The rot goes deep. The tracks are rusted, coaches outdated, staff demoralised, and oversight practically non-existent. It is no longer a question of whether an accident will happen, but when and how bad it will be. For all the headlines each derailment generates, the conversation never moves past the initial flurry of blame. There are no consequences, no accountability, and certainly no systemic corrections. The same failures repeat, because the same inaction follows.
Even the political rhetoric has gone silent. There was a time when promises of railway reform were standard fare during election cycles. Now the sector is so thoroughly neglected, it doesn’t even make it into speeches. That silence is telling — not because the issue has been solved, but because it’s been discarded.
The federal government cannot hide behind excuses. Pakistan Railways is its direct responsibility. Blaming bureaucratic inertia or past mismanagement no longer holds. The facts are right there: the tracks are breaking down, the engines are stalling, and people are being put in harm’s way every single day. And still, the response is muted, the budgets unchanged, the priorities misplaced.

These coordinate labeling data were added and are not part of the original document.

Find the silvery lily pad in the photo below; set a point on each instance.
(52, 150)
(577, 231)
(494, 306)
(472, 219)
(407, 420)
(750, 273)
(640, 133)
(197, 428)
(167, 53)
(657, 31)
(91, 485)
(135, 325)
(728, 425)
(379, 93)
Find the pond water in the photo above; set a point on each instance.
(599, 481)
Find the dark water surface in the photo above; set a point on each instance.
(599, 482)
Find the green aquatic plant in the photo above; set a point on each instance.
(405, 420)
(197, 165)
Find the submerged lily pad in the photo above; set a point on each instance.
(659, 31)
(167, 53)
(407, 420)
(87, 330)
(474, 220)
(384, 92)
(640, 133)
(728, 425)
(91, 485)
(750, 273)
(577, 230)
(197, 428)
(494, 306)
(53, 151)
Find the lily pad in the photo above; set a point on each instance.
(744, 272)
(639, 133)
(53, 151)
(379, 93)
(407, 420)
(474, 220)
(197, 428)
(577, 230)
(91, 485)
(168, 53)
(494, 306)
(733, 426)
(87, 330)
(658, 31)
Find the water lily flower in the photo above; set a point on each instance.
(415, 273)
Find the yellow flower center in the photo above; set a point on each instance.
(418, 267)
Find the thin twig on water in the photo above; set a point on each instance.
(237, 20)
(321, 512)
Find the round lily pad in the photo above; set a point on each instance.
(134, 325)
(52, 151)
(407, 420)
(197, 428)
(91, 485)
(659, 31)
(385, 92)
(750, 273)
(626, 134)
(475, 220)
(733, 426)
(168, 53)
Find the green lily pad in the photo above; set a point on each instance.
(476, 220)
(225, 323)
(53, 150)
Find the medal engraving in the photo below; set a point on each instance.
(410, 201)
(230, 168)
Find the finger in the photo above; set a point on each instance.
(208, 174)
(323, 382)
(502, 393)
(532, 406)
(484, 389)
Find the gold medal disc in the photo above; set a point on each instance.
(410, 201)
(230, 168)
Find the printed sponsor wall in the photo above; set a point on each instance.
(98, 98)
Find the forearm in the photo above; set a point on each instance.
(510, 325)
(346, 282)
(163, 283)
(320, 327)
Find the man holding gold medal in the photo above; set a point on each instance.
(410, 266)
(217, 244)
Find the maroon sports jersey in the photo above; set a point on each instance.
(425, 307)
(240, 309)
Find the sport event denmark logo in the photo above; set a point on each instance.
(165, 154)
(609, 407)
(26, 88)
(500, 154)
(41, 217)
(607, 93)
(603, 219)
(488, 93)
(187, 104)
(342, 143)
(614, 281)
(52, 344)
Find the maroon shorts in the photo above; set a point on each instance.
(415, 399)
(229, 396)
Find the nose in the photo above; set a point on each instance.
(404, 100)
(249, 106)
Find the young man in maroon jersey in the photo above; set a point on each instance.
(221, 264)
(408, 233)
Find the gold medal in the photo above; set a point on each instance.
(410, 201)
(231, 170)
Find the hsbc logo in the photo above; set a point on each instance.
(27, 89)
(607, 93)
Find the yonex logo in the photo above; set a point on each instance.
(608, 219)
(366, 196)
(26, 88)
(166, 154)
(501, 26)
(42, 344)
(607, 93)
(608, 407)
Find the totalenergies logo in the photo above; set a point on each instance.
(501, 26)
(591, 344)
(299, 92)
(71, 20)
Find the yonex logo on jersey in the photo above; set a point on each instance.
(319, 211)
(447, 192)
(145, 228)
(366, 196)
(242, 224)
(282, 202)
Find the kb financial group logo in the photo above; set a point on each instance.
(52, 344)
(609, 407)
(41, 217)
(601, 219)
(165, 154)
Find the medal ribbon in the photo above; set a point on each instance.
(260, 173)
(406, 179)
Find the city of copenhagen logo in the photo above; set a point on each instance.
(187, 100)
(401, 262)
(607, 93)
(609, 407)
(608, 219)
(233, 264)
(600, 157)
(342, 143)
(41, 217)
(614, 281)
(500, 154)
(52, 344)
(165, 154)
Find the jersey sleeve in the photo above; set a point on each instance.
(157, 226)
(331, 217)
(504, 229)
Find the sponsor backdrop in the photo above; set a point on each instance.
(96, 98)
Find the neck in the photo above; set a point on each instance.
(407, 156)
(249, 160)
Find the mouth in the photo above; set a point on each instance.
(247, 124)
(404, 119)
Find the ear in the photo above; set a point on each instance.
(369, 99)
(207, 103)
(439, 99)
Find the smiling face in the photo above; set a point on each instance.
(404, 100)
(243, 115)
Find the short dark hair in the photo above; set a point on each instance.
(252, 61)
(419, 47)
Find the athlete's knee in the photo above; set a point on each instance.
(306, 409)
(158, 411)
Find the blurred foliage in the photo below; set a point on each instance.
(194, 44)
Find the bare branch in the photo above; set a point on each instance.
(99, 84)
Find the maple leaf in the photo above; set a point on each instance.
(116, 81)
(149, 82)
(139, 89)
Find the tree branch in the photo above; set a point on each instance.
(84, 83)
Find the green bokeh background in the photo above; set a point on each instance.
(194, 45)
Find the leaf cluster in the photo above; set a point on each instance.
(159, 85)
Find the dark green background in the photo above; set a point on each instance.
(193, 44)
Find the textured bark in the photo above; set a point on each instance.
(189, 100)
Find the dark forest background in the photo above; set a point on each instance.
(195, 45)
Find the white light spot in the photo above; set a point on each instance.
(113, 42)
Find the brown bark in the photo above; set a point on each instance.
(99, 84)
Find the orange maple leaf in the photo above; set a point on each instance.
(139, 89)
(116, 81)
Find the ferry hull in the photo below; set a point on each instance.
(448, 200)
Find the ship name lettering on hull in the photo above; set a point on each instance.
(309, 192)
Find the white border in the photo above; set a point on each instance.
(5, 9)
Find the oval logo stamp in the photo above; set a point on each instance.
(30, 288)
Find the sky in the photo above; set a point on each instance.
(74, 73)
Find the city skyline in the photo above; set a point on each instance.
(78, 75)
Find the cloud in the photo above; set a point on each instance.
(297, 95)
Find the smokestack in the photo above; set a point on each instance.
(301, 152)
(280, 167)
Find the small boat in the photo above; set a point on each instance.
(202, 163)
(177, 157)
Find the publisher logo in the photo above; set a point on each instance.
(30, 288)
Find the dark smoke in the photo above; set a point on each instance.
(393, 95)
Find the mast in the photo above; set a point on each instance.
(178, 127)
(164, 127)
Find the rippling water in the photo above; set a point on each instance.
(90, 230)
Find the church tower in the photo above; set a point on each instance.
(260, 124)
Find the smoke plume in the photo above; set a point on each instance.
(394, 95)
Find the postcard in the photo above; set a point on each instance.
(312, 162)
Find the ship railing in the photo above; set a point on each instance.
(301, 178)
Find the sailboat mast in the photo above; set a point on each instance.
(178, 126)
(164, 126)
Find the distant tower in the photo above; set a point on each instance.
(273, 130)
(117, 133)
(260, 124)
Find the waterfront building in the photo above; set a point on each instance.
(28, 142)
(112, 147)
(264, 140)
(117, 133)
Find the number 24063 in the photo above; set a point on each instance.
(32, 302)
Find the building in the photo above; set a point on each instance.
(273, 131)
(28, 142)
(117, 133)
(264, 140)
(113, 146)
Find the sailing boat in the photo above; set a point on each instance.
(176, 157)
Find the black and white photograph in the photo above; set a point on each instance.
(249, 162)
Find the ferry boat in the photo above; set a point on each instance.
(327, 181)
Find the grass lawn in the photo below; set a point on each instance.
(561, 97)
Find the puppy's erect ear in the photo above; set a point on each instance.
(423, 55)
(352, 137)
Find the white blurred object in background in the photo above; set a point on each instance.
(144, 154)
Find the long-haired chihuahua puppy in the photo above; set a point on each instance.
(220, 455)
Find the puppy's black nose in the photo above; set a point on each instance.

If the railways are to have any future at all, that future must begin with recognition at the highest level that the system is broken beyond routine maintenance. What’s needed is not another consultant’s report or a half-hearted upgrade of a few train services. What’s needed is a wholesale rethink of the role rail should play in Pakistan’s transport strategy — followed by the funds, the management overhaul, and the political will to deliver it.
Until then, the derailments will continue — of trains, of trust, and of any claim this government might make to long-term planning.